Monday, July 4, 2011

In the Sauce




It wasn't the hard slaps, not even the one that pushed her tooth nearly through her lip, or the purple eye that turned yellow and light green from the hard back hand when it turned out his knuckles were bleeding.   It wasn't the mornings when he'd be sitting reading the paper,
relaxed as a big cat and suddenly turn the page onto something, a score, a statement, even once an ad for men's underwear and get annoyed and smash a mug of coffee against the wall.  No, the flesh wounds, hers and his, were easily iced, and coffee didn't stain if you got to it right away.  It wasn't even the aftermath of such times, when he'd sulk and blame, blame whatever he'd done on how much he loved her, or the tone of her voice or the way the
whole world was just unbelievably stupid.
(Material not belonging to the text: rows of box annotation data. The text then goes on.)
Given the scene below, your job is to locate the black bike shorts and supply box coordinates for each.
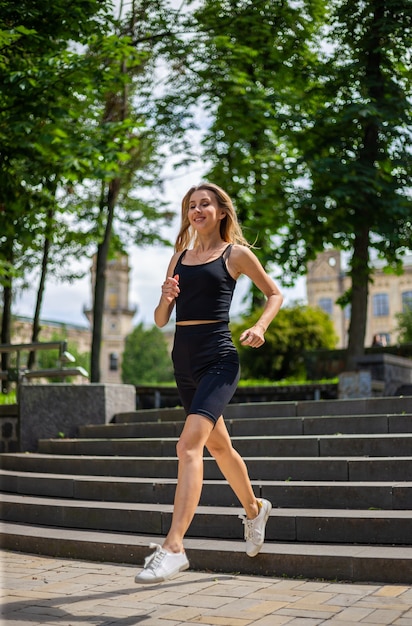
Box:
[172,322,240,424]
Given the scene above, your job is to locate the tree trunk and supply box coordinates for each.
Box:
[90,178,120,383]
[346,228,369,371]
[27,209,54,370]
[1,277,12,393]
[346,1,385,370]
[1,241,14,393]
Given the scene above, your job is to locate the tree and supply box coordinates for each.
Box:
[179,0,412,369]
[0,0,119,380]
[397,306,412,343]
[232,304,337,380]
[279,0,412,369]
[183,0,324,306]
[122,324,173,385]
[0,0,187,382]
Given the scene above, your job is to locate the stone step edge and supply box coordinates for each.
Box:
[4,452,412,460]
[0,469,412,489]
[113,396,412,423]
[0,493,412,516]
[38,432,412,445]
[0,523,412,584]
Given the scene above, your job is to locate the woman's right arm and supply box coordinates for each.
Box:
[154,253,180,328]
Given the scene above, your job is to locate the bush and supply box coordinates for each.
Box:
[231,304,337,380]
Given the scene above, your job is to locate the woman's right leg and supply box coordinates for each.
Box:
[206,417,259,519]
[163,414,213,552]
[206,417,272,557]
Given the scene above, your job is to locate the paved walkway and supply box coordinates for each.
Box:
[0,551,412,626]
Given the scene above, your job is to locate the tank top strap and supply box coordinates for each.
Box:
[222,243,233,261]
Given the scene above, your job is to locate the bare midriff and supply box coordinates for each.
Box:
[176,320,223,326]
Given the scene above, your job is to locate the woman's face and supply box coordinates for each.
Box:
[188,189,226,232]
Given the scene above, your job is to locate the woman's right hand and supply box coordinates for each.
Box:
[162,274,180,304]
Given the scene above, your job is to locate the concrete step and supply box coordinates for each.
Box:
[38,433,412,458]
[1,453,412,482]
[78,413,412,439]
[0,523,412,584]
[1,494,412,545]
[114,396,412,423]
[0,470,412,510]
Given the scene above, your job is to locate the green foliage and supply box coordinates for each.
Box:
[0,389,17,405]
[232,304,337,380]
[122,323,173,385]
[396,307,412,343]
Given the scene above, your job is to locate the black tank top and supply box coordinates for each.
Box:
[173,245,236,322]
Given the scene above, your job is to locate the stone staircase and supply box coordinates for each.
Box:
[0,397,412,584]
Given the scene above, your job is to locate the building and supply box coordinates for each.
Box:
[12,255,136,383]
[84,254,136,383]
[12,315,92,353]
[306,250,412,348]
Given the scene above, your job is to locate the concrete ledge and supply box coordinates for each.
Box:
[20,383,136,452]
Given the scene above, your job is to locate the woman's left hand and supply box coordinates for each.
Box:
[239,326,265,348]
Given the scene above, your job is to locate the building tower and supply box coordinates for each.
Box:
[84,254,137,383]
[306,249,412,348]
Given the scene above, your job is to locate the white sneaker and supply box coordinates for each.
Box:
[134,543,189,584]
[239,498,272,556]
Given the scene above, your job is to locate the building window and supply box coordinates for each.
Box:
[373,293,389,317]
[109,352,119,372]
[402,291,412,313]
[318,298,333,315]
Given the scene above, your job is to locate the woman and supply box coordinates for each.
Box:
[135,183,283,583]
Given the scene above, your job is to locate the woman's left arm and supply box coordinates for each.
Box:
[228,245,283,348]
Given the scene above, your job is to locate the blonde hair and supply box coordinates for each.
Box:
[175,182,250,252]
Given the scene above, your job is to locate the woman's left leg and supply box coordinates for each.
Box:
[135,414,213,584]
[206,417,259,519]
[163,414,213,552]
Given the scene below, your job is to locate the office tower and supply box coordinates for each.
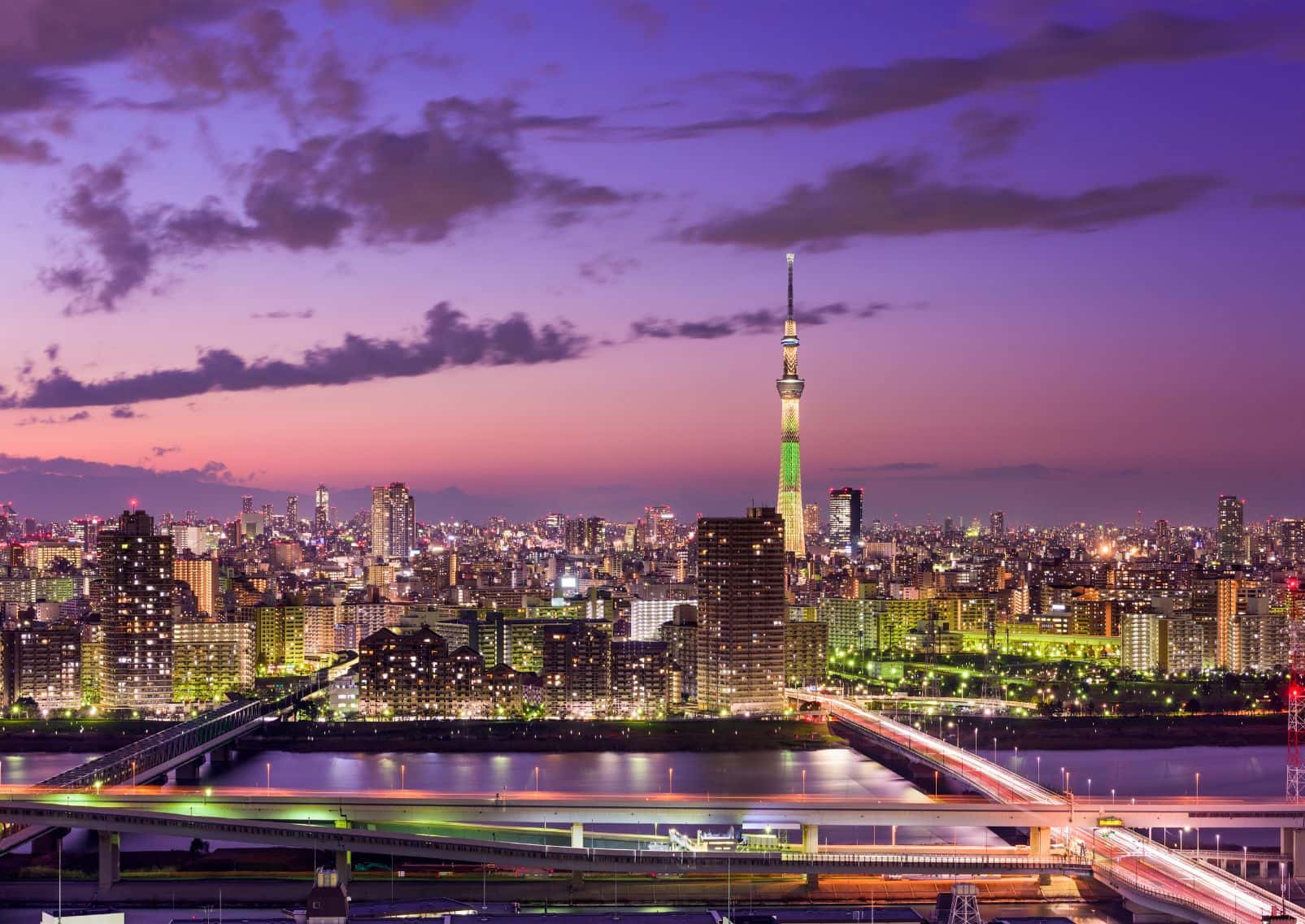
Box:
[98,510,172,709]
[1120,612,1168,674]
[1217,495,1246,565]
[829,488,864,556]
[803,504,820,539]
[542,621,612,718]
[313,484,330,538]
[643,504,675,548]
[697,508,785,714]
[1155,519,1173,558]
[172,620,254,702]
[249,605,307,674]
[0,623,82,711]
[1277,519,1305,565]
[372,482,416,558]
[172,555,222,616]
[612,641,671,719]
[775,254,807,558]
[785,620,829,687]
[630,598,693,642]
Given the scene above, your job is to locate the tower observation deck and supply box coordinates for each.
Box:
[775,254,807,558]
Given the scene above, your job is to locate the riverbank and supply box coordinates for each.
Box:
[929,715,1287,750]
[241,719,842,753]
[0,719,842,754]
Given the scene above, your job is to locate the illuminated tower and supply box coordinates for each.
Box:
[775,254,807,558]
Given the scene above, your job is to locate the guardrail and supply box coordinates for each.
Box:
[0,803,1091,876]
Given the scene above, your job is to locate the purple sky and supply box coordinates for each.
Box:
[0,0,1305,522]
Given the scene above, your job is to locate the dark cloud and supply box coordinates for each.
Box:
[137,7,295,103]
[307,48,367,121]
[608,0,667,38]
[964,462,1068,480]
[372,0,474,24]
[0,0,250,69]
[680,157,1219,248]
[629,301,891,341]
[0,133,58,164]
[5,303,589,416]
[578,254,639,286]
[951,108,1033,161]
[649,11,1283,138]
[0,453,233,482]
[250,308,315,321]
[41,98,638,313]
[41,164,157,313]
[18,411,90,427]
[0,63,81,112]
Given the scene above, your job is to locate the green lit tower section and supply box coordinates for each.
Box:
[775,254,807,558]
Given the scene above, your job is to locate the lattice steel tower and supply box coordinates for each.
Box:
[775,254,807,558]
[1287,577,1305,803]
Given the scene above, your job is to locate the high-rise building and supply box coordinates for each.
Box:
[0,623,82,710]
[829,488,864,556]
[775,254,807,558]
[172,620,254,702]
[803,504,820,539]
[1277,518,1305,565]
[172,553,222,616]
[98,510,172,709]
[697,508,783,714]
[643,504,675,548]
[1217,495,1246,565]
[372,482,416,558]
[1155,519,1173,558]
[313,484,330,538]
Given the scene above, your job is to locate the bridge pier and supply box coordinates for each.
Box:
[1279,827,1305,876]
[99,831,123,892]
[32,827,67,856]
[335,818,354,889]
[176,754,203,783]
[1029,827,1052,857]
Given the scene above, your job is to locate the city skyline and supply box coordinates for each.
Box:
[0,2,1305,523]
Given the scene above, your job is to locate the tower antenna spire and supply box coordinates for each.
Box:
[785,254,794,317]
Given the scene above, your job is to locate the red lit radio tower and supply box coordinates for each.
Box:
[1287,577,1305,803]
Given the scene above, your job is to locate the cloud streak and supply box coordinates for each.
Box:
[643,11,1283,140]
[41,98,638,315]
[680,155,1219,248]
[0,303,589,407]
[629,301,893,341]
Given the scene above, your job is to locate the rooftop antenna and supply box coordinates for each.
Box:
[785,254,794,317]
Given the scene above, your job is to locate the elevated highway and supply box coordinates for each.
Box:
[788,691,1305,924]
[0,786,1305,829]
[0,670,328,855]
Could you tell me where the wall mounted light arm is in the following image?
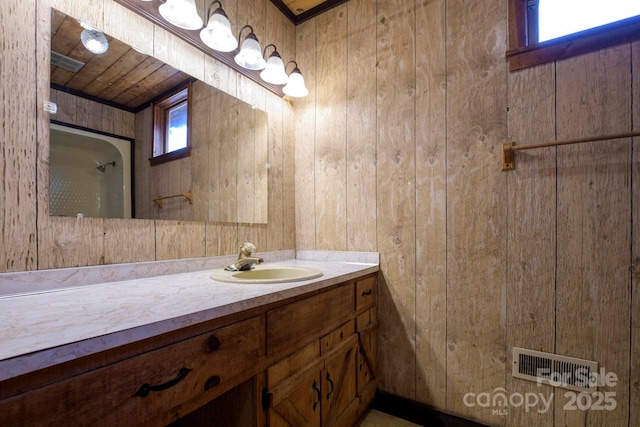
[282,61,309,98]
[158,0,203,30]
[200,0,238,52]
[234,25,267,70]
[260,44,289,85]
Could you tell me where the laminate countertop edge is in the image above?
[0,257,379,381]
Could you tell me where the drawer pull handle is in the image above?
[204,375,225,391]
[134,368,191,397]
[326,372,333,400]
[207,335,220,351]
[311,380,320,412]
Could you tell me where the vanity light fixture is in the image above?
[200,0,238,52]
[234,25,267,70]
[80,21,109,55]
[282,61,309,98]
[260,44,289,85]
[158,0,203,30]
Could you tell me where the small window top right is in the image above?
[507,0,640,71]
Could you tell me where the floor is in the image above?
[357,409,420,427]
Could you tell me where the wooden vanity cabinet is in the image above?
[264,275,377,427]
[0,274,377,427]
[0,316,264,427]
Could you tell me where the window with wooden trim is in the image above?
[507,0,640,71]
[149,84,191,166]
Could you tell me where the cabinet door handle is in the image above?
[326,372,333,400]
[207,335,220,352]
[311,380,320,412]
[134,368,192,397]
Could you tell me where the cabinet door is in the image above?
[268,363,322,427]
[356,307,378,412]
[322,335,359,427]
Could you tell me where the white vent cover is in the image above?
[51,50,84,73]
[511,347,598,392]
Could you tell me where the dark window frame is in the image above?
[506,0,640,71]
[149,83,192,166]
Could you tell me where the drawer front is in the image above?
[356,275,378,312]
[0,317,264,426]
[267,283,354,355]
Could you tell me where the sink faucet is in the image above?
[224,242,264,271]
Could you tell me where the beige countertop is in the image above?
[0,252,378,380]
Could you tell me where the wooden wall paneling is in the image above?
[295,19,317,250]
[180,150,192,221]
[282,15,296,249]
[191,82,210,222]
[203,0,242,97]
[99,105,116,135]
[220,88,239,222]
[104,218,156,264]
[103,0,154,54]
[76,97,102,130]
[282,97,296,249]
[38,217,104,270]
[415,0,447,408]
[264,2,284,250]
[315,4,348,250]
[346,0,376,251]
[236,99,256,222]
[54,89,79,125]
[376,0,416,399]
[629,37,640,426]
[0,1,38,272]
[446,0,507,425]
[133,108,152,219]
[555,45,631,426]
[156,220,205,260]
[153,26,204,80]
[504,64,557,426]
[35,0,52,270]
[206,222,240,256]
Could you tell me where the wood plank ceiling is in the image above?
[51,0,347,112]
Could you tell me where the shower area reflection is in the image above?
[49,123,132,218]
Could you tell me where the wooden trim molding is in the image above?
[506,0,640,71]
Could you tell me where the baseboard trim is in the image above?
[371,390,487,427]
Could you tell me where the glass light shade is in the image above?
[282,68,309,98]
[200,11,238,52]
[80,28,109,55]
[235,33,267,70]
[158,0,203,30]
[260,53,289,85]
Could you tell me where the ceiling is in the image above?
[51,0,347,112]
[51,9,191,112]
[271,0,347,25]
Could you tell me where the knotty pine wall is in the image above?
[0,0,295,272]
[295,0,640,426]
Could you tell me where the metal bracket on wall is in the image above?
[502,132,640,171]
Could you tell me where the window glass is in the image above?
[538,0,640,42]
[167,102,187,153]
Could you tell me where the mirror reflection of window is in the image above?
[150,84,191,166]
[167,101,187,153]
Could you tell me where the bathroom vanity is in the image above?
[0,260,378,426]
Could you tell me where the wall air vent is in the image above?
[51,51,84,73]
[511,347,598,392]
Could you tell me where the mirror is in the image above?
[49,9,269,223]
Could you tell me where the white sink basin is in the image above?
[211,265,322,283]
It wasn't the hours of tears,his head in her lap, or the way she had to tell him then,  over and over again, that he was really a good man and he should not buy a gun, or take a butcher knife, or stick his head in the oven, or jump off a bridge. After fifteen years all of it blurred into one monotonous familiar hum.   It was, after all,the sauce.  He said, it needed " something else" and she realized so did she.   









This " post-card" story was published back in February 2011

The Sparkle and the Shame

It was Mrs. Dayle who first gave me a term for the way I thought - "picture words".
"Look out the window and tell me what you see." Hands waved around the room, "the sky," "a bird", "the flag"... and then Mrs. Dayle said "I see red, white and blue, our country watching over us and our need to watch over her." I fell in love right then for the first time in third grade.
And so, when we were assigned a story I wanted it to be perfect, dripping with picture words for Mrs. Dayle, of the slate blue hair who perfumed the space between she and I with the soft scent of talcuum powder. Our assignment was to write a short story about a color. I picked blue of course in her honor. My father, passing by as I stared at the ceiling thinking, added that blue didn't always have to be a color but could be a feeling. I wrote a story about a little girl who was orphaned and missing her father on her birthday, "desperate in the 'slashing rain' to share one more cake with him" she cries herself to sleep, only to wake and find a sodden box on the front porch, when she slowly opens the lid there inside is a pink spun sugar cake with the words Happy Birthday Baby.
Mrs. Dayle read my story aloud and said that I had a 'rare talent'. Because my father had told me that a color could be a feeling I felt only shame as Mrs. Dayle's slate blue eyes sparkled, mine lowered to the scuff marks in waxed tiles on the school-room floor.